In response to the increasing trend of Singaporeans being unable to retire after buying unaffordable HDB housing, the CPF Board yesterday (Aug 28) announced that they will now allow mortgage debtors to keep S$20,000 in their CPF Ordinary Account:
“Flat buyers can now choose to keep up to S$20,000 each in their Central Provident Fund (CPF) when taking a loan from the Housing and Development Board (HDB). Previously, buyers would have to fully utilise the balances in their CPF Ordinary Account (OA) to pay for their flat before taking up an HDB loan. The move will provide flat buyers with “greater flexibility in using their CPF funds. The funds can be used for buyers’ monthly mortgage instalments in times of need and for retirement purposes.”
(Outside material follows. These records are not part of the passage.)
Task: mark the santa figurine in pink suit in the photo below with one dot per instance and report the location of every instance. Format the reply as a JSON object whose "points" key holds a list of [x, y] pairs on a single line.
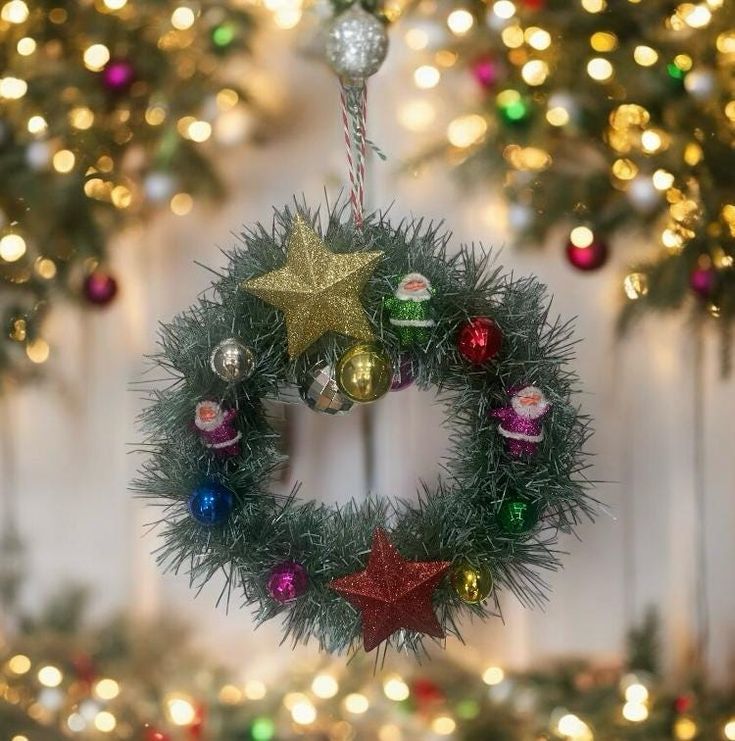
{"points": [[521, 421], [215, 426]]}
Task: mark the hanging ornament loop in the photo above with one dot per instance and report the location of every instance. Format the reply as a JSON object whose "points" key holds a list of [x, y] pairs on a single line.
{"points": [[357, 44], [353, 99]]}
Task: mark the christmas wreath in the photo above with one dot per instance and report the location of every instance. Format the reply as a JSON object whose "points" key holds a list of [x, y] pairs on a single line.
{"points": [[347, 314]]}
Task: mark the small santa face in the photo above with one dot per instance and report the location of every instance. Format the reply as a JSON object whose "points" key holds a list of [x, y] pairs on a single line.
{"points": [[529, 403], [414, 287], [208, 415]]}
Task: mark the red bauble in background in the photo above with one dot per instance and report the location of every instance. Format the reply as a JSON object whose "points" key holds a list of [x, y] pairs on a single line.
{"points": [[153, 734], [702, 280], [100, 288], [586, 252], [479, 340], [84, 668], [426, 693]]}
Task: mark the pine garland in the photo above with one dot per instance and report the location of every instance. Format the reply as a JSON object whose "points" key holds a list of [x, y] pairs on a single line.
{"points": [[455, 520]]}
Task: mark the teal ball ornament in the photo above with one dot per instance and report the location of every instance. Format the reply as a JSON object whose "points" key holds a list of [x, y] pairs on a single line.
{"points": [[211, 503]]}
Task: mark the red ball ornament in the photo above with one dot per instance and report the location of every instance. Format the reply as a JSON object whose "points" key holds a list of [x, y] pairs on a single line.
{"points": [[586, 253], [100, 288], [702, 281], [683, 704], [479, 340], [426, 692]]}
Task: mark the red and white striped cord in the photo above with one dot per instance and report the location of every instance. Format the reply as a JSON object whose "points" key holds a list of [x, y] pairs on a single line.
{"points": [[354, 124]]}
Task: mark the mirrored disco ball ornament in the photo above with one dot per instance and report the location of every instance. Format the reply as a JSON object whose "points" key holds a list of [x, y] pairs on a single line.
{"points": [[232, 360], [319, 391], [357, 44]]}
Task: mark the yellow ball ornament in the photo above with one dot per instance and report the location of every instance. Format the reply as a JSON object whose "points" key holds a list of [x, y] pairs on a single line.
{"points": [[364, 372], [471, 585]]}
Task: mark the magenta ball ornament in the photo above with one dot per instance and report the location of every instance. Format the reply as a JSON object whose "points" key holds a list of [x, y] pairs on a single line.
{"points": [[587, 256], [702, 280], [118, 75], [287, 581], [100, 288]]}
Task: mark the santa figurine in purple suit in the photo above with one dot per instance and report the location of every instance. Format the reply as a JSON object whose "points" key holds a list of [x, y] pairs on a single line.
{"points": [[521, 421], [216, 429]]}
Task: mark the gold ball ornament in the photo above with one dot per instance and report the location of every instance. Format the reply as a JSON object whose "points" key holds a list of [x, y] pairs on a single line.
{"points": [[364, 372], [471, 585]]}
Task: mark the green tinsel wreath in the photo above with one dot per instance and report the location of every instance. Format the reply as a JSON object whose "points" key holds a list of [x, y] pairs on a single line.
{"points": [[466, 519]]}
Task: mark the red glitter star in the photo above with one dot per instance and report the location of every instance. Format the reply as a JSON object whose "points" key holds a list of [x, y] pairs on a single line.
{"points": [[393, 593]]}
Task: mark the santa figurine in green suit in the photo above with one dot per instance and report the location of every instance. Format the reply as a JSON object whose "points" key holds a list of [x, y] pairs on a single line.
{"points": [[409, 309]]}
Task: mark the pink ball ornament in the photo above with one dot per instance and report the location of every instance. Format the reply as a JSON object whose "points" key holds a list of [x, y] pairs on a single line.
{"points": [[100, 288], [587, 257], [702, 281], [485, 72], [118, 75], [287, 581]]}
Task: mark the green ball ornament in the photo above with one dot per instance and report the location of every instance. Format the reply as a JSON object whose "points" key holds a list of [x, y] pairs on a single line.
{"points": [[513, 108], [364, 372], [517, 516], [472, 585]]}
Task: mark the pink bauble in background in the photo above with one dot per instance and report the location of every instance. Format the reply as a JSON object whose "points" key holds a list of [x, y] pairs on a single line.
{"points": [[589, 257], [702, 281], [118, 75], [287, 581], [100, 288]]}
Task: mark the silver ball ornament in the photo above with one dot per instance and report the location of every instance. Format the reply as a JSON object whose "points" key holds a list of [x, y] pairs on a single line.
{"points": [[232, 360], [357, 44], [701, 83], [320, 392], [643, 195]]}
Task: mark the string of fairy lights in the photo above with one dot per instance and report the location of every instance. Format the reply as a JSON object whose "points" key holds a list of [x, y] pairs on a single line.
{"points": [[389, 706]]}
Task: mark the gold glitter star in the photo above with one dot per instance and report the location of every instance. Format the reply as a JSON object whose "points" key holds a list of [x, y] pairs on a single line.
{"points": [[317, 290]]}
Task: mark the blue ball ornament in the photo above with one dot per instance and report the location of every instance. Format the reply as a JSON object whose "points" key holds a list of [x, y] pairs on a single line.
{"points": [[211, 503]]}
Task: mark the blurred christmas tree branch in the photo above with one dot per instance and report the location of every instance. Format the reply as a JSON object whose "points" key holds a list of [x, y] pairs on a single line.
{"points": [[610, 120], [64, 675], [111, 111]]}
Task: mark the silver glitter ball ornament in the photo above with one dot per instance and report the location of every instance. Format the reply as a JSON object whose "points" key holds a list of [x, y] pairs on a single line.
{"points": [[232, 360], [319, 391], [356, 44]]}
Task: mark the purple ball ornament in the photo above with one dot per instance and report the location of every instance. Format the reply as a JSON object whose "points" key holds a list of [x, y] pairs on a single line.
{"points": [[403, 376], [702, 280], [287, 581], [118, 75], [485, 72], [100, 288]]}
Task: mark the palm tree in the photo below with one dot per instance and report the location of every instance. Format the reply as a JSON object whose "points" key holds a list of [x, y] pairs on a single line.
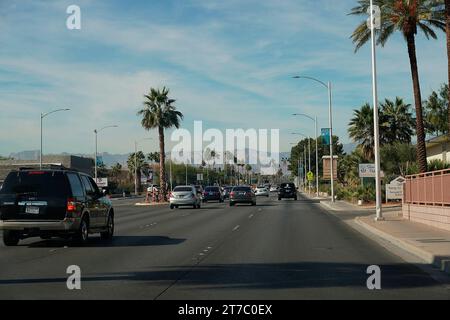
{"points": [[398, 121], [361, 130], [406, 16], [447, 30], [436, 112], [137, 162], [159, 113], [115, 170]]}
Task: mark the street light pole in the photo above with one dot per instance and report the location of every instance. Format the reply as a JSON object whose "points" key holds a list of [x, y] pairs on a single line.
{"points": [[96, 151], [135, 165], [330, 115], [379, 213], [43, 115]]}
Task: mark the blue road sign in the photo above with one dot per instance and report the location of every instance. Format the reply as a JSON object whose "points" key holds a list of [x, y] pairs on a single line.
{"points": [[326, 136]]}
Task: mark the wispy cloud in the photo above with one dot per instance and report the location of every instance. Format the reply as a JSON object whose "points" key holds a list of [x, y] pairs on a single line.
{"points": [[225, 61]]}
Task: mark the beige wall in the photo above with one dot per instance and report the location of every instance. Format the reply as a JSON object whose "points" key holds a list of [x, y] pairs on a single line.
{"points": [[439, 152], [435, 216]]}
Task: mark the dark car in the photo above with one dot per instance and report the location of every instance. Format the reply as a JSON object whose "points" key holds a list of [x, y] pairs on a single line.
{"points": [[212, 194], [199, 190], [287, 191], [226, 192], [53, 203], [242, 194]]}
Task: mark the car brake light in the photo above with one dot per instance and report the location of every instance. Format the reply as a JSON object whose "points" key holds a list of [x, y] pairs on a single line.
{"points": [[35, 172], [71, 205]]}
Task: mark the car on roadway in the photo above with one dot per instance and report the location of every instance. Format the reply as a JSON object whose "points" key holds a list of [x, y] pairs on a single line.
{"points": [[287, 191], [53, 203], [226, 192], [183, 196], [212, 193], [242, 194], [262, 191]]}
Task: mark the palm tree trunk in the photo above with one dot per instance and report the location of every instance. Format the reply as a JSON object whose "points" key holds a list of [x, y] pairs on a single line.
{"points": [[421, 148], [162, 160], [447, 18]]}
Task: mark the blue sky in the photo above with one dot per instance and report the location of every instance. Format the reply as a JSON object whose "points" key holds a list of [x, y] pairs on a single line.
{"points": [[228, 63]]}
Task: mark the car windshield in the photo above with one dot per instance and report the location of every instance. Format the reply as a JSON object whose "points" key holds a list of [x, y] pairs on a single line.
{"points": [[246, 189], [182, 189], [36, 183]]}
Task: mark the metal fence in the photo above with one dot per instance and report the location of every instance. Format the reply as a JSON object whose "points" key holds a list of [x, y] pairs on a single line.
{"points": [[431, 188]]}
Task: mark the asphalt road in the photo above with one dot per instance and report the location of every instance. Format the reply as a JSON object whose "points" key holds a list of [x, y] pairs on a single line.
{"points": [[276, 250]]}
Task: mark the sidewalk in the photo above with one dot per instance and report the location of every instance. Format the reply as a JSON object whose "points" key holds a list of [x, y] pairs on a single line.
{"points": [[430, 244]]}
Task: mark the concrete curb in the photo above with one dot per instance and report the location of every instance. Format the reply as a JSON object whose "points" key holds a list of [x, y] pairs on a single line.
{"points": [[430, 258], [144, 204]]}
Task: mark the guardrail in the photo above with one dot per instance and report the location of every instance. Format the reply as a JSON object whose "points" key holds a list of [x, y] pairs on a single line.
{"points": [[430, 188]]}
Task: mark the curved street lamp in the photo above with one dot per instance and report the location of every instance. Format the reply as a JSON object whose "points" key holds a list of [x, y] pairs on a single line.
{"points": [[43, 115], [317, 148], [328, 86], [95, 159]]}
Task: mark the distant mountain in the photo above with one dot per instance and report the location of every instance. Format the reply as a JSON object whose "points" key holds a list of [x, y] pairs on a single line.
{"points": [[111, 159]]}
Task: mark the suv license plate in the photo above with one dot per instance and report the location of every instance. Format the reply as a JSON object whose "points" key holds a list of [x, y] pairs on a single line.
{"points": [[32, 210]]}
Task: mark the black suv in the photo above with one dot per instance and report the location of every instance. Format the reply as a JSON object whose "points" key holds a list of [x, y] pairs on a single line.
{"points": [[287, 191], [53, 203]]}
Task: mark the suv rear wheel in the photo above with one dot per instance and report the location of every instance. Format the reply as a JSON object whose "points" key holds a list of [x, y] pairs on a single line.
{"points": [[82, 235], [11, 238], [108, 234]]}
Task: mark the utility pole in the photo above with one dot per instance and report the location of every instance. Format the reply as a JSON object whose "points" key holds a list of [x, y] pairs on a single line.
{"points": [[379, 214]]}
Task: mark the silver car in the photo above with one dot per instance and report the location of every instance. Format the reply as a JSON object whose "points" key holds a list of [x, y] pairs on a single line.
{"points": [[185, 196]]}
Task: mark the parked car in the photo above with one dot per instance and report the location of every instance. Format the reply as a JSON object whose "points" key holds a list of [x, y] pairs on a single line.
{"points": [[262, 191], [287, 191], [184, 196], [199, 190], [53, 203], [226, 192], [212, 193], [153, 188], [242, 194]]}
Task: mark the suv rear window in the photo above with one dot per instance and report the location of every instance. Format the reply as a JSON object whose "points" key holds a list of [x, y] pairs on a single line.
{"points": [[36, 183], [287, 185], [182, 189]]}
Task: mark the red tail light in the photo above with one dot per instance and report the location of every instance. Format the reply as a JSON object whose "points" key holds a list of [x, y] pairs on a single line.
{"points": [[71, 205]]}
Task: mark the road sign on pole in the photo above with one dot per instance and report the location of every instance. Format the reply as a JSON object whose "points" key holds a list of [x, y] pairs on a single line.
{"points": [[325, 132]]}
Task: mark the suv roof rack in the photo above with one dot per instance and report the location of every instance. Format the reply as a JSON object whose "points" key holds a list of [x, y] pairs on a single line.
{"points": [[47, 167]]}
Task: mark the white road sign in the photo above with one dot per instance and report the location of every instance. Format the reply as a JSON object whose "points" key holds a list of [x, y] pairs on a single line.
{"points": [[367, 170]]}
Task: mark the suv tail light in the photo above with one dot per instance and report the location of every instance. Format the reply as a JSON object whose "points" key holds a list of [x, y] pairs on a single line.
{"points": [[71, 205]]}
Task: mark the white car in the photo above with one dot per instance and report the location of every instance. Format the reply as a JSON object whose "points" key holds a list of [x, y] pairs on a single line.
{"points": [[262, 192]]}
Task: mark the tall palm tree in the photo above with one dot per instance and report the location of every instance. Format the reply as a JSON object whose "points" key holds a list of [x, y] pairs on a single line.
{"points": [[159, 113], [447, 30], [361, 130], [398, 121], [136, 160], [407, 17]]}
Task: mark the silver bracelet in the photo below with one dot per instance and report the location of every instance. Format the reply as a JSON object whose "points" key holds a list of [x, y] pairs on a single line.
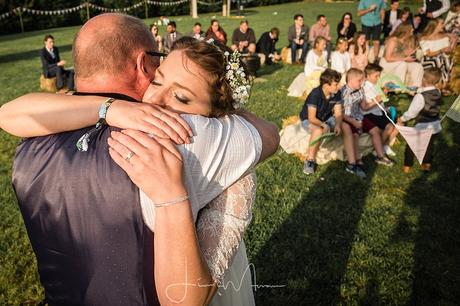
{"points": [[172, 202]]}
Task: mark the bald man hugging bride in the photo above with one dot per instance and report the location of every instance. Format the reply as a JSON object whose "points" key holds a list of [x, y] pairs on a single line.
{"points": [[148, 206]]}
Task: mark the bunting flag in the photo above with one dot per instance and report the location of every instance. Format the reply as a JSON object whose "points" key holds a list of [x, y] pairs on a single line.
{"points": [[454, 111], [209, 3], [417, 140]]}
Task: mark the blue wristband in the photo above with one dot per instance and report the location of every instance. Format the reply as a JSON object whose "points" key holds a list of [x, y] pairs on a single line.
{"points": [[103, 111]]}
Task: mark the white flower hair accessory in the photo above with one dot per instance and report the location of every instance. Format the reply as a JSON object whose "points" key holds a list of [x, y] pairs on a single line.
{"points": [[235, 76]]}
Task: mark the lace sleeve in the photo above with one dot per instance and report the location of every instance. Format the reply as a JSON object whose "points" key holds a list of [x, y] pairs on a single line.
{"points": [[222, 223]]}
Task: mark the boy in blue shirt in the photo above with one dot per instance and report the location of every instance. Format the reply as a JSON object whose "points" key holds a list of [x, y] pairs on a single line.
{"points": [[323, 110]]}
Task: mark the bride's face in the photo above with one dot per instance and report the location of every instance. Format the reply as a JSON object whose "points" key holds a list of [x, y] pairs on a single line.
{"points": [[180, 85]]}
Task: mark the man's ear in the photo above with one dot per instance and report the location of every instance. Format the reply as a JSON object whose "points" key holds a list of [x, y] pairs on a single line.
{"points": [[141, 64]]}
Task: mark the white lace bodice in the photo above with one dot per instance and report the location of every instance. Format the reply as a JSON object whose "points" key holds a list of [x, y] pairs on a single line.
{"points": [[221, 224]]}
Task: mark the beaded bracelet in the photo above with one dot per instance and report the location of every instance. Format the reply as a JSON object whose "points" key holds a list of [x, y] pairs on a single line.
{"points": [[83, 142], [172, 202]]}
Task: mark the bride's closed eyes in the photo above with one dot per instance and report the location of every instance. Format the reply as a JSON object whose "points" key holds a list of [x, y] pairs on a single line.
{"points": [[175, 93], [179, 97], [180, 85]]}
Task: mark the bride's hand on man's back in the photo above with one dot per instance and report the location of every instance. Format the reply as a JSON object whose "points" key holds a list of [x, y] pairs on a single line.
{"points": [[150, 119], [154, 165]]}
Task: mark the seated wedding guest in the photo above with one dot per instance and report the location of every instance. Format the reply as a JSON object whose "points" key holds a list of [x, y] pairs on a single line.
{"points": [[298, 39], [323, 111], [164, 20], [399, 58], [346, 27], [156, 35], [452, 21], [340, 58], [424, 108], [374, 112], [315, 64], [437, 48], [372, 13], [216, 32], [417, 24], [359, 51], [171, 36], [404, 18], [321, 28], [244, 38], [353, 97], [267, 46], [53, 66], [433, 9], [390, 18], [196, 32]]}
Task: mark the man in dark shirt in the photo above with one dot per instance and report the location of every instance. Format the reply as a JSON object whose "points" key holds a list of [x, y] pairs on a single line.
{"points": [[196, 32], [391, 16], [53, 66], [323, 111], [244, 39], [267, 46]]}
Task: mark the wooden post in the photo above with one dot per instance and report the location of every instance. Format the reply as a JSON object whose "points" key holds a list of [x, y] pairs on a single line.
{"points": [[87, 10], [20, 19], [194, 8]]}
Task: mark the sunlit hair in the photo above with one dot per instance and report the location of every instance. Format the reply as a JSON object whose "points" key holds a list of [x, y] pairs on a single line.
{"points": [[355, 43], [329, 76], [354, 73], [339, 42], [432, 75], [345, 15], [431, 26], [318, 40], [211, 59], [402, 30]]}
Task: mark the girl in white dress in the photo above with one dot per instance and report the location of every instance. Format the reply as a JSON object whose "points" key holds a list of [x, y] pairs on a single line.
{"points": [[220, 221], [359, 51], [315, 64], [340, 58], [437, 48]]}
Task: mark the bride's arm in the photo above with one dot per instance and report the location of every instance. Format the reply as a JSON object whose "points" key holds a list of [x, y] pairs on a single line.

In terms of the government balance sheet, money kept in the CPF or money paid to the HDB makes no difference as Prime Minister Lee Hsien Loong manages both the CPF and HDB funds.
Most Singaporeans enter into 30-year-long mortgage contracts with HDB in their first housing purchase. The massive debt however placed many families under mortgage stress, as salaries and employment are facing intense competition from foreigners on work pass permits.
In recent weeks, the problem of HDB leasing resurfaced after Lee Hsien Loong confirmed that he will not be compensating any HDB apartment that reached end of lease. The news triggered fears of falling property prices as the Prime Minister confirmed that HDB housing is a depreciating asset unlike freehold properties. The HDB resale market responded with a plunge in resale flat transactions.
The fall in resale flat transactions have affected Singapore retirees the most, with many in financial difficulties and depending on selling their home to retire. As Singaporeans’ retirement money are locked up in the CPF, most elderly face cash shortage even though they are “asset-rich” and many had to work in demeaning manual labour jobs like cleaners and security guards.